In any case, you can thank me whole-heartedly because if you are a fan of 80's anarchopunk then Hannover's Enola Gay are for you. With such a piece of knowledge, I guarantee you will be able to quizz and surpass rivals in order to ascertain your total domination over the local punk scene. Sure, the band was a little late to the 80's anarcho party but close your eyes, play the record, listen to the songwriting, the lyrics and you will have the impression, no the absolute certainty, that you have just unearthed an unreleased Mortarhate record from 1985. On this recording session, Enola Gay also have a female singer thus further reinforcing that classic UK anarcho touch. The first number, a feminist song, is reminiscent of The Sears and Civilised Society? while the next songs lovingly point in the direction of early Anti-System and Conflict for the first one and Icons of Filth and, well, Conflict again for the second (unsurprisingly the infamous Londoners were a major influence at the time). The last one, my favourite, is a deliciously fast and anthemic punk number with dual vocals not unlike Iconoclast and Potential Threat covering Toxic Waste's songs. Energetic punk at its very best. If this had been released in 1984 on Spiderleg or Mortarhate, we'd all be wearing Enola Gay shirts today, and by "all" I mean the same three nerds that are constantly connected on soulseek. 

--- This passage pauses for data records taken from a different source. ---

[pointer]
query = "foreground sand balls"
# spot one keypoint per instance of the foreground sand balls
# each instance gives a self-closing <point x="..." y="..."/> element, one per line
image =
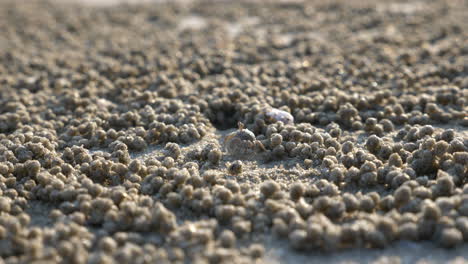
<point x="113" y="120"/>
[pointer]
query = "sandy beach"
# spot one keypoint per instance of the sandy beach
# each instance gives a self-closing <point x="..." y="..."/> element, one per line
<point x="233" y="131"/>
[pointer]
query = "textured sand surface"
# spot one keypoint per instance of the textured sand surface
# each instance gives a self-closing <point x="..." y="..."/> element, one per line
<point x="233" y="131"/>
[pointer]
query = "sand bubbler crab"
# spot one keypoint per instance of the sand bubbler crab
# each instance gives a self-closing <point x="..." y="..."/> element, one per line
<point x="273" y="115"/>
<point x="242" y="143"/>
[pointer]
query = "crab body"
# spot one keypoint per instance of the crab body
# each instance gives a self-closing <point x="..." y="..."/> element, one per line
<point x="242" y="143"/>
<point x="273" y="115"/>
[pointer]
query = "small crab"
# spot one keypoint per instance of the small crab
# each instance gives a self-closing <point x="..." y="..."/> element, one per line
<point x="273" y="115"/>
<point x="243" y="143"/>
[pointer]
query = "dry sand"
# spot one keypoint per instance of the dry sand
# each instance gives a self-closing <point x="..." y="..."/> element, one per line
<point x="119" y="138"/>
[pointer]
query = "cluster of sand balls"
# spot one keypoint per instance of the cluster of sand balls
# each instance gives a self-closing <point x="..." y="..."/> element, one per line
<point x="113" y="120"/>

I am absolutely clueless about what the members became afterwards and to be honest, I don't really remember how I initially came across Enola Gay (through a blog I assume but I have not been able to track it). Censore Bodies - Human Fission was released on Enola Records (the band's own entity) and Double A Records (a label that was also responsible for Stengte Dorer, Sons of Sadism or the Attack is Now Suicide Lp). This Ep does not go for obscene prices on discogs so if you bump into it, you know what to do.